Et il se chevilla dans la mémoire ce nom de la belle Marton.
– Qu’est-ce que c’est donc que cette affaire dont tu voulais me parler ? reprit le beau Joseph.
– Elle n’est pas mûre…
– Mais encore ?…
– Te trouve-t-on ici tous les jours ?
– Tous les jours.
– Eh bien, je reviendrai demain et nous jaserons.
Cocorico et Rocambole échangèrent une poignée de main avec le beau Joseph et sortirent. Une fois dans la rue, Rocambole dit à son compagnon :
– Maintenant, il faut que tu me surveilles ce gaillard-là nuit et jour, entends-tu ?
– C’est bien, maître.
– Il faut convenir qu’on trouve souvent ce qu’on ne cherche pas, continua Rocambole en manière d’aparte.
– En voici la preuve, dit Noël, qui entra dans un bureau de tabac pour y rallumer sa pipe.
Il y avait au comptoir une femme entre deux âges vêtue de noir, et qui avait encore des restes de beauté.
– Comment ! dit Noël, vous êtes ici, vous ?
– Chut ! dit-elle, n’allez pas me reconnaître, au moins.
Cette femme, Rocambole la jugea d’un coup d’œil. C’était une ancienne affiliée qui avait mis quelques économies à acheter la gérance d’un bureau de tabac. Noël se pencha sur le comptoir comme pour y choisir des cigares.
– Écoutez, Joséphine, dit-il, je sais pour vous un moyen de gagner dix louis ce soir.
– Honnêtement ? fit-elle.
– Très honnêtement.
– Ah ! mon Dieu ! dit-elle en riant.

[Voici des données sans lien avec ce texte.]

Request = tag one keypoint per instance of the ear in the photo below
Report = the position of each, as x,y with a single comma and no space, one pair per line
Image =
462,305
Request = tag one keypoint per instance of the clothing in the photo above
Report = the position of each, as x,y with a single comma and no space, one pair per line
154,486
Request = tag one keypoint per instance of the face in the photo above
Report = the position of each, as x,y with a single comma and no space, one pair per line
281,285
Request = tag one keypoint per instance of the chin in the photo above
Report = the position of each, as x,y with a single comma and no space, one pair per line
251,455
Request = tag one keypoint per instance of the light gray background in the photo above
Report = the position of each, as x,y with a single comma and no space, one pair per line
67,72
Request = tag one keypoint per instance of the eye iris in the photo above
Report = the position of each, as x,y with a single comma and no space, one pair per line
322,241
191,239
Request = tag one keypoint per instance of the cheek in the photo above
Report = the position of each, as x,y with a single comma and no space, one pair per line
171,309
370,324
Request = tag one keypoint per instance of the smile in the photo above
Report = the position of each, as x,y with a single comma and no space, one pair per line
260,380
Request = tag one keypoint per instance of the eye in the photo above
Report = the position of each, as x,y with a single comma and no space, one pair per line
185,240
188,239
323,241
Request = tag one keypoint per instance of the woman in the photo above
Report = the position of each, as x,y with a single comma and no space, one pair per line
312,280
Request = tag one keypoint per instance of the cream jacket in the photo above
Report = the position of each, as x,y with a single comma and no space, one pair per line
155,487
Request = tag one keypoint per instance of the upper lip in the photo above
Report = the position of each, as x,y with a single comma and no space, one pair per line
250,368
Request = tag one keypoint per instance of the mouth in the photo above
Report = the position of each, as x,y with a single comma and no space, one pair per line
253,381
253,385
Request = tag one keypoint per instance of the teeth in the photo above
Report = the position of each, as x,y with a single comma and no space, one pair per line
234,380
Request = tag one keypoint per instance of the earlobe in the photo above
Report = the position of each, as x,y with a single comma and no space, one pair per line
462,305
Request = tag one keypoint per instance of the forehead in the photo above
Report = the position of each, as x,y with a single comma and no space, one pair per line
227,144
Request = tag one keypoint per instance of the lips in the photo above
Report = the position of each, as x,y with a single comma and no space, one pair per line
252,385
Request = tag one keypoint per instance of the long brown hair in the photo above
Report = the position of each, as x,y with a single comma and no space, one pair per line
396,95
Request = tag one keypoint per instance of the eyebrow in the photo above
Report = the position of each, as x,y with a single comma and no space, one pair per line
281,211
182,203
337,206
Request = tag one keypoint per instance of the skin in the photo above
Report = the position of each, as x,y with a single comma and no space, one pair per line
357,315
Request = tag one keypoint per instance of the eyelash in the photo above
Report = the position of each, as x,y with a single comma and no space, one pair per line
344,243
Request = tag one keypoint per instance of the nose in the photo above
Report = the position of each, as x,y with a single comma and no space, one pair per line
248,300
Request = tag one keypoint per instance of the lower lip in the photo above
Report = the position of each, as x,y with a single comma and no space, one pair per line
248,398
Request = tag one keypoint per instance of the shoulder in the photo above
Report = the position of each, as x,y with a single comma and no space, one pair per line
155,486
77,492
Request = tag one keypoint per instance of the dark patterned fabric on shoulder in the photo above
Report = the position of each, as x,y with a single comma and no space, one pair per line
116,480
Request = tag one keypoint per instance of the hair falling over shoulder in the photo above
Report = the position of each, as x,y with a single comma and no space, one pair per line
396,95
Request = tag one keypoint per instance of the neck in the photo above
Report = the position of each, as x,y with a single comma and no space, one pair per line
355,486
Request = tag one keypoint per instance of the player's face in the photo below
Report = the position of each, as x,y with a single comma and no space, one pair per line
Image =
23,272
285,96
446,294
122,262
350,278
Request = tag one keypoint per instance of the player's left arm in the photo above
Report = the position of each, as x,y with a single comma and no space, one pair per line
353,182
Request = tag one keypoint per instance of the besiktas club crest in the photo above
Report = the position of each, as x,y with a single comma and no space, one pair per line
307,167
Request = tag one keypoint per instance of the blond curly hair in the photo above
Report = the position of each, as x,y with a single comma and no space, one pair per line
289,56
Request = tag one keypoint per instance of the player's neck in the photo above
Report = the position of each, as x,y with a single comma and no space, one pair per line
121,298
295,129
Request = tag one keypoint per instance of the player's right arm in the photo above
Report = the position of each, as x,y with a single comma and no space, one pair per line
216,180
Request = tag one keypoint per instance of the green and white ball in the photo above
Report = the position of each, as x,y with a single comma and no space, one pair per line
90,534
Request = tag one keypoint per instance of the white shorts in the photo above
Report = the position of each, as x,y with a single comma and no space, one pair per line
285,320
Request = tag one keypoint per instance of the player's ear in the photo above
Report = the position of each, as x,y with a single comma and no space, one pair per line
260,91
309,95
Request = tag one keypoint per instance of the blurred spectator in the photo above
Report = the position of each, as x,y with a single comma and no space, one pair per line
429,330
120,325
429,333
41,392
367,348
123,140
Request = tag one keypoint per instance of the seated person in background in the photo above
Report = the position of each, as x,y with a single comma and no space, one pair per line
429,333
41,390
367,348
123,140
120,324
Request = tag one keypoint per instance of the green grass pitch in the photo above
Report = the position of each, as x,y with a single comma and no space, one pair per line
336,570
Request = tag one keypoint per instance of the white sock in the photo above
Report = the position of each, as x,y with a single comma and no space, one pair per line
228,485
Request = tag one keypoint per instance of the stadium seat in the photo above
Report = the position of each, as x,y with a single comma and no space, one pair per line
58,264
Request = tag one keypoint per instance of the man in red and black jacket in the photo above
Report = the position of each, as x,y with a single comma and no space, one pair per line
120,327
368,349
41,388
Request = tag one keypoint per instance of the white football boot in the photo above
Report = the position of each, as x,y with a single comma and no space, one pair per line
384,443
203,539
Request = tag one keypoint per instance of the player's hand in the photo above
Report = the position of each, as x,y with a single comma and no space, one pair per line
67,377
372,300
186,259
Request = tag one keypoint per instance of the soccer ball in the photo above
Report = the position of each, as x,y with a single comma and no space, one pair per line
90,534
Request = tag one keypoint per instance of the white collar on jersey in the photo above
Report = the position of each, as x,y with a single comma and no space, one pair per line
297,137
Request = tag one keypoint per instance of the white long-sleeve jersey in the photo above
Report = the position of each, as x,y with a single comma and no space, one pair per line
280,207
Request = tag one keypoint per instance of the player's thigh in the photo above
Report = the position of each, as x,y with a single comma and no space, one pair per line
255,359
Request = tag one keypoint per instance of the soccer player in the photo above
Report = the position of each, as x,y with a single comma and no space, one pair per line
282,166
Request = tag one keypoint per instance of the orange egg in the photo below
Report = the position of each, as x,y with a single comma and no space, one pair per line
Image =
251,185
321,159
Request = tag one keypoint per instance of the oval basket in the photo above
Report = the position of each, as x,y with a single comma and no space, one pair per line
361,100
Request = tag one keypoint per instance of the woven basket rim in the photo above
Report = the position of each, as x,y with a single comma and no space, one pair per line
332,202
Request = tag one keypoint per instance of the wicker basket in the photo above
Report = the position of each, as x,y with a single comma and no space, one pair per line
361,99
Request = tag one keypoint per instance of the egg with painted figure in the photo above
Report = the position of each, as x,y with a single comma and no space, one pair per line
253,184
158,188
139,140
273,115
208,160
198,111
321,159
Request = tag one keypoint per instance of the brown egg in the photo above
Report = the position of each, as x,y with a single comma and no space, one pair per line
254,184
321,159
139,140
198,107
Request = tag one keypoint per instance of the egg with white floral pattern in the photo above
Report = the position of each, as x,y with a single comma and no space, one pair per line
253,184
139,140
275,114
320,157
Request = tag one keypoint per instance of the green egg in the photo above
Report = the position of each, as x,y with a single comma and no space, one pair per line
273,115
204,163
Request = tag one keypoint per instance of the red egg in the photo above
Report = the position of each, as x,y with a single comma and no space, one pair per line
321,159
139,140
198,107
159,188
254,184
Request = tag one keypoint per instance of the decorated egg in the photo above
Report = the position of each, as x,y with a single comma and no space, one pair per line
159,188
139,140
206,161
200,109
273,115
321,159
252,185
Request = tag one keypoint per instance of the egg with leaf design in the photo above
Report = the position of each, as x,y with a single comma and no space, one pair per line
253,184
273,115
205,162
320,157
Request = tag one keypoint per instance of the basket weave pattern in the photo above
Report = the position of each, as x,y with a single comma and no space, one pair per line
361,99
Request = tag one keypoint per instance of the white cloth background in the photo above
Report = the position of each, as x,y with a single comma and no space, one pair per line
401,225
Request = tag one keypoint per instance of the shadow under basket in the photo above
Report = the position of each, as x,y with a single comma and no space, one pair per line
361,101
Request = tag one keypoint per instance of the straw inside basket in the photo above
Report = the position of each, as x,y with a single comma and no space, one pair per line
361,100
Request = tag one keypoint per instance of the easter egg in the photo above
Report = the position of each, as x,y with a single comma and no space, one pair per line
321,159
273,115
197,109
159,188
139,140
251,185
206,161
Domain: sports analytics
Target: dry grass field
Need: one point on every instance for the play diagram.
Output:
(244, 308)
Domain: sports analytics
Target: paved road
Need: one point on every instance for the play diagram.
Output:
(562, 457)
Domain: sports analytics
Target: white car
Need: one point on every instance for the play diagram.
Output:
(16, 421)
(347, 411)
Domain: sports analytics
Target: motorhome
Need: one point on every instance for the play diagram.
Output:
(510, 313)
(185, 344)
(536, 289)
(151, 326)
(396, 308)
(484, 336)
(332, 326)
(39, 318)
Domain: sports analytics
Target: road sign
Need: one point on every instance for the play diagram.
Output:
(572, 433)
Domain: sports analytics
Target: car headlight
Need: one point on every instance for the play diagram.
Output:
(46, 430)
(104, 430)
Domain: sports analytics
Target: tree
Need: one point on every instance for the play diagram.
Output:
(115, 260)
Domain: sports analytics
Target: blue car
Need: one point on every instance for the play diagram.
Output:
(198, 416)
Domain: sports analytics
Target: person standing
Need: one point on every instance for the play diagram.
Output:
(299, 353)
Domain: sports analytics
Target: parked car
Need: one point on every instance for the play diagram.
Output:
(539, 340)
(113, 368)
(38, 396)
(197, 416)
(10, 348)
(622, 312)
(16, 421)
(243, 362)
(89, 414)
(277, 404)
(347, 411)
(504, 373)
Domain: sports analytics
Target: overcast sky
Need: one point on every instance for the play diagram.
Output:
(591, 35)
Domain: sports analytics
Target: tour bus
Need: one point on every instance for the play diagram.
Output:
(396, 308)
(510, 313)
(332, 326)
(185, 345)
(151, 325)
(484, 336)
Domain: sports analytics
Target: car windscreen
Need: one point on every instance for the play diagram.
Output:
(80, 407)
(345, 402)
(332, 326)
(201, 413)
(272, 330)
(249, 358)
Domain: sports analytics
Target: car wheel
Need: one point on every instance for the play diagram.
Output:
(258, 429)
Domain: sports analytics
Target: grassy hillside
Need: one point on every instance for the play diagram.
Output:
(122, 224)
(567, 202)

Que faut-il faire ?
Rocambole s’approcha à son tour.
– M’apporter ce soir une caisse de cigares au café Anglais, cabinet 29, et demander le major Avatar, dit-il.
– J’irai, répondit-elle.
– Elle a une tête intelligente, dit Rocambole en souriant. Mais es-tu sûr qu’elle soit allée là-bas ?
– Elle y a passé la moitié de sa vie.
– Alors c’est parfait, dit Rocambole en continuant son chemin.